Memang, verifikasi ada perbedaan pendapat antara Prof Margana dan tim verifikatornya, dengan kalangan perkerisan nasional lantaran beberapa hal. Menurut kalangan perkerisan, keris yang diduga Kanjeng Kiai Naga Siluman dan dikembalikan ke Tanah Air ini memang benar, berelief naga dengan tinatah emas. Namun keris yang dikembalikan ini memiliki luk 11. Sedangkan menurut catatan dari pelukis Raden Saleh Syarif Bustaman, keris Naga Siluman yang dilihatnya di Belanda pada 1831 itu “berlekuk 13”.
Kalangan perkerisan nasional juga berpendapat, bahwa yang dikembalikan ini adalah bukan “keris berdapur Naga Siluman” akan tetapi dhapur Nagasasra luk 11. Bukan luk 13.

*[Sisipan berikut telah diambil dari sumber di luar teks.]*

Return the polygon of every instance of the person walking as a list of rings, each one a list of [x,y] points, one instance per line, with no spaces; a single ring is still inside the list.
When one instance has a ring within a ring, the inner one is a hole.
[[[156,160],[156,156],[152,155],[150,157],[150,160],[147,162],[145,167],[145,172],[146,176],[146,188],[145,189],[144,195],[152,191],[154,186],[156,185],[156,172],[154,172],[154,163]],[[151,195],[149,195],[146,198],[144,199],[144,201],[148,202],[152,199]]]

Tentang penamaan “Naga Siluman” memang masih ada kemungkinan, bahwa Diponegoro dulu menamakan keris tersebut berdasar keinginan hati dia saat ia bertapa di gua-gua Pantai Selatan, yang disebut-sebut sebagai “tempat-tempat seluman” itu. Maka, Nagasasra itu ia namai sebagai Kiai Naga Seluman. Bukan berdasarkan detail dhapur (model), bahwa keris Naga Siluman menurut “pakem” keris adalah keris luk tiga belas, berhias kepala naga di bagian gandhik, dengan badan naga menghilang di tengah bilah. Badan naga tidak terlihat sampai ke pucuk bilah seperti dhapur Nagasasra.
Empat tim peneliti
Menurut Prof Margana dari Universitas Gajah Mada Yogyakarta, sejak 1984, Belanda sudah melibatkan empat tim ahli untuk menelusuri keris Naga Siluman milik Pangeran Dipoonegoro ini.
Tim peneliti pertama dipimpini Pieter Pott, Kepala Kurator Museum Volkenkunde Leiden. Mengapa perlu dilakukan penelitian? Karena menurut Prof Margana, tahun 1977 sudah dikembalikan barang-barang milik Pangeran Diponegoro yang berupa pelana kuda serta tombak Kiai Rondhan milik sang pangeran.
Kesimpulan tim Pieter Pott, mereka menemukan keris yang menurut mereka adalah milik Pangeran Diponegoro dari raja Kesultanan Yogyakarta, Hamengku Buwana (HB) V yang diserahkan pada Belanda melalui Kolonel jan-Baptist Cleerens, utusan panglima militer Hindia Belanda, Letnan Gubernur Jendral Hendrik Merkus Baron van De Kock.